アルバム1曲目は“Estou Dez Anos Atrasado”はErasmo Carlosの70年作『Erasmo Carlos E Os Tremendões』の冒頭を飾るナンバー。勢いはそのままにTempoを落として男女Chorusのユルさがイイ感じ。
ギターのカッティングで始まるこの時代らしいインストのJazz Rock“Queen Aparecida”。まるでGeorgie Fameのあの曲のようだけどHammondとBrassが、これまたイイ感じ。後半のソロの展開も良き。
“Não Deixo Você Ir Embora”も男女Vocalがマッタリご機嫌でバックのFluteがイイ味を出している。
“Dela”はErasmo Carlosの名作『Sonhos E Memórias 1941 - 1972』収録“Sorriso Dela”のCover。小洒落た男女Chorusから入り最高としか言いようがない。

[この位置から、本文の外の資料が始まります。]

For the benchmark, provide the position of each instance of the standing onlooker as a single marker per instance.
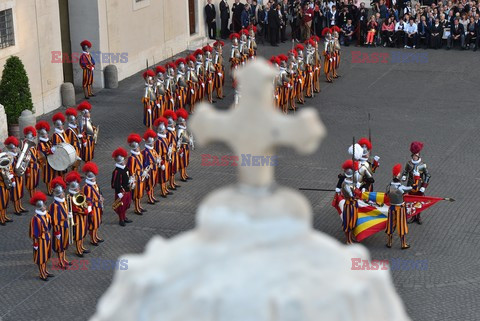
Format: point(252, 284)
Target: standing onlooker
point(237, 10)
point(210, 15)
point(224, 17)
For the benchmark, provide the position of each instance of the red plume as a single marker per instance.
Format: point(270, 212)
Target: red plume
point(58, 181)
point(38, 196)
point(134, 138)
point(90, 167)
point(73, 176)
point(43, 125)
point(119, 152)
point(30, 129)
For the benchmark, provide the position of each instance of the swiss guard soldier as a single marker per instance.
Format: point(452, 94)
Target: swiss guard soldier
point(121, 183)
point(151, 160)
point(397, 213)
point(170, 87)
point(79, 213)
point(135, 168)
point(368, 165)
point(192, 83)
point(32, 173)
point(159, 92)
point(161, 147)
point(60, 217)
point(95, 199)
point(172, 154)
point(88, 65)
point(219, 68)
point(149, 99)
point(209, 72)
point(416, 174)
point(328, 53)
point(40, 227)
point(88, 141)
point(73, 135)
point(45, 148)
point(350, 207)
point(16, 192)
point(200, 71)
point(184, 142)
point(181, 93)
point(235, 54)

“A Primeira Vez”は女性Vocalがしっとり歌い上げ、寄り添う男性Chorusも雰囲気タップリ。
“Vou Me Pirulitar”はEmbalo RやMilton Banana Troで知られるJorge Ben作のナンバー。これまたCuteな女性Vocalに絡む男性ChorusとHorn隊のEnsembleがキレキレで最高。
“Prólogo”は高速Scatが炸裂する三保敬太郎と伊集加世子、岡崎広志の『11PM』のOpenigもビックリのダヴァダヴァダの世界。
“Foi Tão Bacana”も可憐な女性Vocalと男性ダヴァダヴァダChorusの共演が微笑ましい。
Humorousな男女Vcalのかけ合い“A Morena Lena (La Ballena Nena) (Mairzy Doats)”もホンワカして楽しい。
“Quem Vem Lá”もキレキレの男女ChorusにSaxソロが絡むあたりは最高に心地良い。
Trio MarayáのHilton Accioli作“Bambê-Lô”は神秘を湛えた女性Vocalがバックの演奏と共にMysteriousな香りを運ぶアルバム一番のお気に入り。
アルバム最後をシメるのは奇才Nonato Buzar作の“Alô Helô”。心地良くも難易度の高いChorusを涼しい顔してキメるあたりが最高。